Owen, L, Sunram-Lea, SI
Nutrients. 2011;(8):735-55
Abstract
Over the past four or five decades, there has been increasing interest in the neurochemical regulation of cognition. This field received considerable attention in the 1980s, with the identification of possible cognition enhancing agents or "smart drugs". Even though many of the optimistic claims for some agents have proven premature, evidence suggests that several metabolic agents may prove to be effective in improving and preserving cognitive performance and may lead to better cognitive aging through the lifespan. Aging is characterized by a progressive deterioration in physiological functions and metabolic processes. There are a number of agents with the potential to improve metabolic activity. Research is now beginning to identify these various agents and delineate their potential usefulness for improving cognition in health and disease. This review provides a brief overview of the metabolic agents glucose, oxygen, pyruvate, creatine, and L-carnitine and their beneficial effects on cognitive function. These agents are directly responsible for generating ATP (adenosine triphosphate) the main cellular currency of energy. The brain is the most metabolically active organ in the body and as such is particularly vulnerable to disruption of energy resources.

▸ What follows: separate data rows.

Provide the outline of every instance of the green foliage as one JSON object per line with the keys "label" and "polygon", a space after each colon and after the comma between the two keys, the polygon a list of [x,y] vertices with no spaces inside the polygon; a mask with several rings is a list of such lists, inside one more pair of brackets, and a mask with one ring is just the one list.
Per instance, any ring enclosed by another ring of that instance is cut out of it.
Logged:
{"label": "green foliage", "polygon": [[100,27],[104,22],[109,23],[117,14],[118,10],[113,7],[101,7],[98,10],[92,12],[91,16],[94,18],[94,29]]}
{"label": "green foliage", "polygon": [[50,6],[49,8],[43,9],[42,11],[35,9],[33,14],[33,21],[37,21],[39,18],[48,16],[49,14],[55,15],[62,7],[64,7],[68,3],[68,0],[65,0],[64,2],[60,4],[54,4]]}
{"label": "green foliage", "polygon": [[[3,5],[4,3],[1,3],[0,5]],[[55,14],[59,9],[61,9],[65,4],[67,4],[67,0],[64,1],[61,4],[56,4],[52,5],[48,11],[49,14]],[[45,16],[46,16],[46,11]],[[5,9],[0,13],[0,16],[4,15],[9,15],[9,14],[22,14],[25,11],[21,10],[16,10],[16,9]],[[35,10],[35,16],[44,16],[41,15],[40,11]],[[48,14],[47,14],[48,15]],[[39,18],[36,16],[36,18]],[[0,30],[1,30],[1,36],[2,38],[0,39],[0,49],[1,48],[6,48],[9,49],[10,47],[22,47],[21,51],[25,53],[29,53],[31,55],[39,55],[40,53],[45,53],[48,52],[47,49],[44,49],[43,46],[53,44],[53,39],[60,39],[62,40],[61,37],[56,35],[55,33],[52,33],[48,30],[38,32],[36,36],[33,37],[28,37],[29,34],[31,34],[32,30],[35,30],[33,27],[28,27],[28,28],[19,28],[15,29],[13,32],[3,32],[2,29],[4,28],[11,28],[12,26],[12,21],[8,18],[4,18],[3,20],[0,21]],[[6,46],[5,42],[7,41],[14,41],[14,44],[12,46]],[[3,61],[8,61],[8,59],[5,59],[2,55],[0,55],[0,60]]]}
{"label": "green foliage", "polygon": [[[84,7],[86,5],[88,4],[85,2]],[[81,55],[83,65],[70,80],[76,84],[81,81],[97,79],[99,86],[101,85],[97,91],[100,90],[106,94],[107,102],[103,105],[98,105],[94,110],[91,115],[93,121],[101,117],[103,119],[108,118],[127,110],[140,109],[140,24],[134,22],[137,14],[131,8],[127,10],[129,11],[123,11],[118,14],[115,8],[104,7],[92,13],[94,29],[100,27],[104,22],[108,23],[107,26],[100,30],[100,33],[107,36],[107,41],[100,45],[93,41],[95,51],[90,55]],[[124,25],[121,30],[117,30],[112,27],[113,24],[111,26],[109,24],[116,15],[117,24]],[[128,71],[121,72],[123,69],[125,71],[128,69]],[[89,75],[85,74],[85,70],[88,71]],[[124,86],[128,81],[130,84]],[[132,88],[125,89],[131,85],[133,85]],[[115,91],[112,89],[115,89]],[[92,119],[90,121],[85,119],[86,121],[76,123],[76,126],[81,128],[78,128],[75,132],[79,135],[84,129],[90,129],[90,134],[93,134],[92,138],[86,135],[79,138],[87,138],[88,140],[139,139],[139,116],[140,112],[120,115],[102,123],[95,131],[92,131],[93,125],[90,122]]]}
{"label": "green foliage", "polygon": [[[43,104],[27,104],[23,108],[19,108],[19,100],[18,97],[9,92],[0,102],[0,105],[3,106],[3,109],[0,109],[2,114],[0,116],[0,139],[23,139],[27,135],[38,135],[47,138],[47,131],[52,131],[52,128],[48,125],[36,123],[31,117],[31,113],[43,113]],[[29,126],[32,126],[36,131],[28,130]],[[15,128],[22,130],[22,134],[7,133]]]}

Therefore interventions that sustain adenosine triphosphate (ATP) levels may have importance for improving neuronal dysfunction and loss. Moreover, recently, it has been observed that environmental conditions and diet can affect transgenerational gene expression via epigenetic mechanisms. Metabolic agents might play a role in regulation of nutritional epigenetic effects. In summary, the reviewed metabolic agents represent a promising strategy for improving cognitive function and possibly slowing or preventing cognitive decline.